Die größten serienmäßig produzierten Windmühlen-Kaliber von heute übertreffen den einstigen Riesen "Growian" bei weitem, weiß Jochen Möller von der Firma Windtest:

"Ich würde schon sagen, dass das Quantensprünge sind, wenn man die Entwicklung heutzutage sieht. Der ‚Growian’ hatte zwar auch schon drei Megawatt, aber die heutigen Windenergieanlagen, moderne Anlagen, schaffen bis fünf Megawatt und drüber weg."

Heute produzieren im Kaiser-Wilhelm-Koog Windkraftanlagen mit einer Gesamtanschlussleistung von 27 Megawatt rund 80 Millionen KWh/Jahr, die ins öffentliche Versorgungsnetz eingespeist werden. Diese Leistung reicht aus, um 17.000 Haushalte mit Strom zu versorgen.

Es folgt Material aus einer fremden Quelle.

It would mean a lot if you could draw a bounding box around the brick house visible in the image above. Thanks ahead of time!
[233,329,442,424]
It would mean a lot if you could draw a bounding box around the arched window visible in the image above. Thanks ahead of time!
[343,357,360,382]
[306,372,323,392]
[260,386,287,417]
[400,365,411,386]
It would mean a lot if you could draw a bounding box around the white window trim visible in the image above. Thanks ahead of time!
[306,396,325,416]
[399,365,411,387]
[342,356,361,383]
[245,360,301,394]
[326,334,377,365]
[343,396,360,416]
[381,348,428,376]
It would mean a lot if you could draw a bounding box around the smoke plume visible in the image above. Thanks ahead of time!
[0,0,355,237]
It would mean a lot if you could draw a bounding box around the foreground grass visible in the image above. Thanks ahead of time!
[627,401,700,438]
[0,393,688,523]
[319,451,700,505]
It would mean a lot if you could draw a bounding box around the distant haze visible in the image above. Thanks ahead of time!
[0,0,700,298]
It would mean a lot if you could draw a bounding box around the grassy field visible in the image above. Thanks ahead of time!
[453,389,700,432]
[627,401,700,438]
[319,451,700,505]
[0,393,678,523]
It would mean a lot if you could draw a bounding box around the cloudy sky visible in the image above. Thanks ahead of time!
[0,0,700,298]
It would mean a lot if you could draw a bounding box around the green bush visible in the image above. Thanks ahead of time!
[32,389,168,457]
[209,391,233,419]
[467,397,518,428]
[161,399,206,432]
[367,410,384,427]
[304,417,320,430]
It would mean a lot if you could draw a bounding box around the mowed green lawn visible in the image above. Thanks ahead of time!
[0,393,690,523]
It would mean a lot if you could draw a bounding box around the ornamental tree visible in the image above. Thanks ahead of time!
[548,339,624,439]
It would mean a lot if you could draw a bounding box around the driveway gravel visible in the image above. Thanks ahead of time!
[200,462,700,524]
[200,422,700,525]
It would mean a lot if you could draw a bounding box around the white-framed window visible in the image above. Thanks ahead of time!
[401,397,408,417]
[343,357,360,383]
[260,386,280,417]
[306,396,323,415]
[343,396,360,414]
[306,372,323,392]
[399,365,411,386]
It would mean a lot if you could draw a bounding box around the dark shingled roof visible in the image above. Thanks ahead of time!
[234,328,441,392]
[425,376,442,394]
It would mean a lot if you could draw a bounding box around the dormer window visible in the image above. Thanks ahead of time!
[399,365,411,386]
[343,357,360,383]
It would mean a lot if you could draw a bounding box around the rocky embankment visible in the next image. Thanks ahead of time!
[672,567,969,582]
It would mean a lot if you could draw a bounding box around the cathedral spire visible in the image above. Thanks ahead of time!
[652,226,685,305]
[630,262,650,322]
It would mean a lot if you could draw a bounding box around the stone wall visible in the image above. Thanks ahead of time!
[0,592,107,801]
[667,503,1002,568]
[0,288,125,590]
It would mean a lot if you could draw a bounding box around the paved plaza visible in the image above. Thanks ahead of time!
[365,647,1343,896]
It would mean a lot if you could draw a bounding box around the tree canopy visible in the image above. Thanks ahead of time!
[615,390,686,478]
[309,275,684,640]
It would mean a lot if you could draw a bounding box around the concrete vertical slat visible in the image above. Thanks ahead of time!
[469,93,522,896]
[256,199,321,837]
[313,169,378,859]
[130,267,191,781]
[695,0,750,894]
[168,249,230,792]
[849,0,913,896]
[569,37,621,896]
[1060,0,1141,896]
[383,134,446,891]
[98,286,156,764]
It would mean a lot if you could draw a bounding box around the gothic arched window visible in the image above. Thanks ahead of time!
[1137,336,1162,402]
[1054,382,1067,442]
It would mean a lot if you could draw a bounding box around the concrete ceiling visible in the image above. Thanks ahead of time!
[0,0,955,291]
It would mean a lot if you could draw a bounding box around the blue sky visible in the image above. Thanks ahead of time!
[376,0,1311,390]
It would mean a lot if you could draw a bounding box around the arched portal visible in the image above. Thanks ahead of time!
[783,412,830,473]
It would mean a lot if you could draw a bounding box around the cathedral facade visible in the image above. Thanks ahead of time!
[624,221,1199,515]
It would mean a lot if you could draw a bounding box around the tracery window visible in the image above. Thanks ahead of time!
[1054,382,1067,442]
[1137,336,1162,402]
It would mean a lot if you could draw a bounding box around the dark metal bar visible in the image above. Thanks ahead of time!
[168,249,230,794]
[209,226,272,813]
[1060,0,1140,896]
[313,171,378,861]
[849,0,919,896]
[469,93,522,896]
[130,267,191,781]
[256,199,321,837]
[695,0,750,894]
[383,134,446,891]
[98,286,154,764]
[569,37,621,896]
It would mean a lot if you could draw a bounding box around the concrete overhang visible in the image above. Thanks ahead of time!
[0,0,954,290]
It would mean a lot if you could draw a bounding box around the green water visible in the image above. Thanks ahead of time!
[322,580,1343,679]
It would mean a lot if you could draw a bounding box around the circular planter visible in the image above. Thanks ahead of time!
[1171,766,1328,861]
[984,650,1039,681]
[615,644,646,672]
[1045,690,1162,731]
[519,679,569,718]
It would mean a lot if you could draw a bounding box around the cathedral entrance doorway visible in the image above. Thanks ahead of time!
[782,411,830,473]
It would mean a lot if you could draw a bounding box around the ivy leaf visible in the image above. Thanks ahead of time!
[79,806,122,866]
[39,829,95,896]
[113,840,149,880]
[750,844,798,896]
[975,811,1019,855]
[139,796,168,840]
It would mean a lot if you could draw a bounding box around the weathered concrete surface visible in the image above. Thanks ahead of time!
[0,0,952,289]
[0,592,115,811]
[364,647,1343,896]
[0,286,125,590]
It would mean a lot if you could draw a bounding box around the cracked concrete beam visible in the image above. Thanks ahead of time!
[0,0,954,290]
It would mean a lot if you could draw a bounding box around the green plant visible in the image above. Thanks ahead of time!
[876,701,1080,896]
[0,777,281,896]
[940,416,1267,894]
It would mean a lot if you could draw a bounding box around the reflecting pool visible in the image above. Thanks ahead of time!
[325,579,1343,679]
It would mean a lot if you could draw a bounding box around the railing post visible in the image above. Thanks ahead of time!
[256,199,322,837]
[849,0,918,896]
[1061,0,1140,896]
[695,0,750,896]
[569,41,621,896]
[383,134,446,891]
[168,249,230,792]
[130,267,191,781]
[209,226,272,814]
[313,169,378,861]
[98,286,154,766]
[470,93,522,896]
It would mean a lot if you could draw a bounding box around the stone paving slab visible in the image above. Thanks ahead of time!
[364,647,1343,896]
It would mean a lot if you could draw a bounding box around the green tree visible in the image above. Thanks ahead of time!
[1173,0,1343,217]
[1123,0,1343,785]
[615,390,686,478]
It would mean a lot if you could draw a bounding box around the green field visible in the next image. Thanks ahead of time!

Den meisten Einwohnern Frieslands scheint die sogenannte "Verspargelung der Landschaft" nichts auszumachen - und den Touristen auch nicht. Interessierte Gäste können sich bei der Ostfriesland-Touristik den Plan für eine friesische Mühlentour bestellen, einen Radrundkurs über 250 km, der an vielen historischen Mühlen, aber auch an modernen Windparks vorbeiführt. Denn die Geräuschentwicklung hält sich in Grenzen.

Und in der Windenergie-Technik ist noch Luft. Windräder zur Stromerzeugung können noch leistungsstärker, effizienter, leiser und eleganter werden. Die Gefahr einer globalen Klimakatastrophe heizt auch der Windkraft weiter ein. Günstigenfalls, heißt es beim Windenergieverband BWE, könnten vor den Küsten der Nord- und Ostsee bis zum Jahr 2020 Windparks mit einer Gesamtkapazität von zehn Gigawatt installiert sein. An Land erwartet der Verband bis dahin eine Kapazität von 45 Gigawatt, dann würde die Windenergie in Deutschland mehr als 25 Prozent des Strombedarfs decken.

Der Wind hätte die Kernkraft abgelöst, und das mit denkbar geringen Risiken. Denn während die größtmögliche Havarie eines Kernkraftwerks unmessbaren Schaden anrichten würde, ließe sich über die größtmögliche Havarie eines Windrades nur sagen, dass da offenbar tatsächlich ein großes Windrad umgefallen ist. Die Rotorenbetreiber werden denn auch von Versicherungen umschwärmt, während die vermeintlich sicheren AKWs ohne Versicherungsschutz auskommen müssen. Für sie haftet der Bürger.